Lei cosa ha postato?
La mia foto di quando avevo 10 anni e due grandi sogni: diventare campionessa olimpica di pattinaggio artistico, perché andavo a pattinaggio e mi piaceva l’idea di cantare l’inno nazionale e spingermi oltre i miei limiti, ed essere la direttrice di un orfanotrofio in Africa. Mettevo le bambole sedute, ed erano i bambini che aiutavo a diventare persone felici, giochi che facevo da sola e che tuttora sono molto impressi nella mia mente.

Nella vita si è soli, tutte le soluzioni, le decisioni e le forze si devono trovare in se stessi

C’è qualcosa della sua vita da bambina che ha capito nella maturità?
Ci tenevo a fare riferimento nel libro alla mia vita come sorella di un bambino Down, una particolarità che mi ha spinto a essere sempre in compensazione, ad aiutarlo, e a portare ai miei genitori risultati che lui raggiungeva in altri modi. Mi ha dato un’enorme spinta a trarre il meglio da ogni situazione, ma anche molta solitudine. Perché per ovvie ragioni ho avuto meno attenzioni dai miei genitori, sono cresciuta con l’idea che la soluzione per me dovevo trovarla da sola.
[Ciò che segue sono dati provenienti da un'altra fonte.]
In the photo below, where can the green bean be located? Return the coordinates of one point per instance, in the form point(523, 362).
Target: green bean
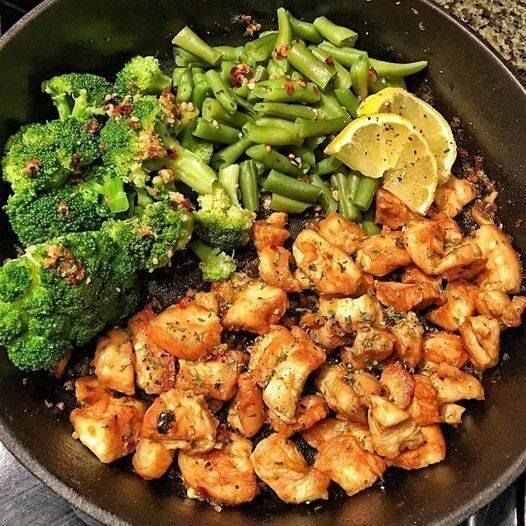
point(368, 224)
point(331, 107)
point(248, 183)
point(360, 77)
point(326, 199)
point(353, 183)
point(182, 79)
point(345, 206)
point(189, 41)
point(221, 91)
point(225, 71)
point(273, 160)
point(320, 128)
point(348, 56)
point(271, 135)
point(213, 111)
point(280, 203)
point(201, 88)
point(342, 76)
point(291, 187)
point(305, 30)
point(348, 100)
point(231, 153)
point(327, 166)
point(285, 90)
point(229, 52)
point(285, 111)
point(365, 193)
point(302, 59)
point(307, 156)
point(260, 50)
point(183, 59)
point(216, 132)
point(338, 35)
point(228, 178)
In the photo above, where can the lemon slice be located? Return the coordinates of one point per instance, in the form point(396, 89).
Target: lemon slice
point(423, 117)
point(388, 145)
Ho identificato chiaramente il concetto solo da adulta, e lo dico in modo sereno e gioioso: nella vita si è soli, tutte le soluzioni, le decisioni e le forze si devono trovare in se stessi. Quelli che pensano che un altro, un altro figlio, un cane, un trasloco in un’altra parte del mondo possano risolvere una situazione difficile inseguono delle chimere. In realtà la solitudine è un motore, una forza assoluta di sopravvivenza: bisogna diventare il proprio miglior amico, ed essere super contenti di cenare con se stessi. Non dire: "stasera ceno da sola", "vado al cinema da sola", ma "stasera sono con me stessa". E “me stessa” è un’ottima amica!
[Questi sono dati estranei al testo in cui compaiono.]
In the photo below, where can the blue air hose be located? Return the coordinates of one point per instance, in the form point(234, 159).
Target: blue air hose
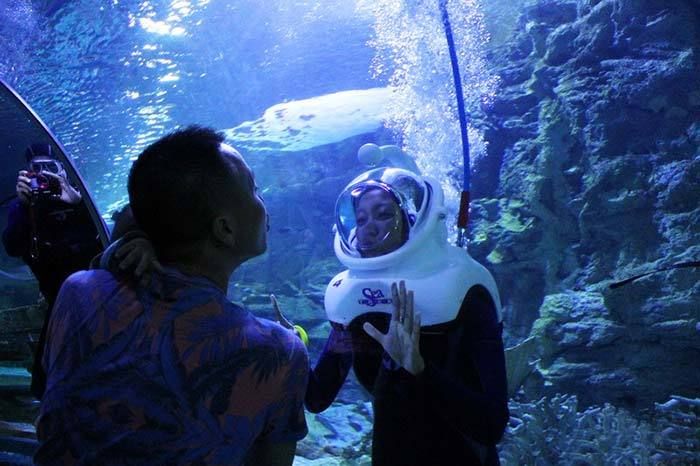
point(463, 216)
Cosa si può fare per far crescere quel 5% di donne Ceo?
Bisogna volerlo, non solo poterlo, volerlo! E ci sono tante donne che per dei benefici secondari inconsci non lo vogliono: perché è un sacrificio, una liberazione di se stesse che forse non hanno la capacità di assumere agli occhi degli altri. Sento ancora mie coetanee che si lamentano perché le nuore lavorano e allora come possono tirare su i figli! C’è uno sguardo della società molto pesante, ma bisogna combatterlo. Ci sono centinaia di migliaia di donne che lavorano e hanno lavorato per secoli, in fabbrica, come commesse, nei supermercati, persone che hanno dovuto lavorare. E nessuno si chiede come sono cresciuti i loro figli. Se invece una donna ambisce alla carriera viene giudicata, perché non è un obbligo, è una scelta. Ha preferito fare l’avvocato invece di stare a casa: da dove viene questo ragionamento? E, so che non mi faccio delle amiche, le mamme italiane devono cambiare atteggiamento: quando smetteranno di crescere i figli maschi come gli uomini che dicono di odiare, ci sarà il cambiamento. Bisogna aiutare le ragazze giovani a coinvolgere il partner nella condivisione delle esperienze in modo sano.

I diritti d’autore del libro sono devoluti a Cadmi - Casa di Accoglienza delle Donne Maltrattate. Perché ha scelto questa associazione?
Perché mi sono resa conto dell’immenso privilegio che ho avuto, di nascere in un periodo storico senza guerre, di abitare in paesi europei e americani apertissimi, di incontrare persone che mi hanno instillato senso etico, di avere partner uomini molto rispettosi. Mi sento di condividere questa fortuna con le donne, e ne ho incontrate tante, che sono vittime di violenze domestiche: non solo fisiche, anche umiliazioni psicologiche e verbali, la privazione dell’indipendenza economica e della libertà di scelta. Quando ho realizzato la gravità di questi temi e i numeri impressionanti - toccano 1 donna su 3 - ho iniziato a dare un contributo finanziario e dedicare del tempo personale. Come Pomellato, abbiamo un programma di cui sono onorata: i collaboratori e le collaboratrici prendono delle ore di tempo professionale per andare ad aiutare persone in situazioni precarie. La Casa delle donne è un luogo sicuro, completamente anonimo, non esiste un indirizzo, è un centro di ascolto e sostegno. L’obiettivo della nostra società non dev’essere alleviare la sofferenza delle donne, dobbiamo metterci fine!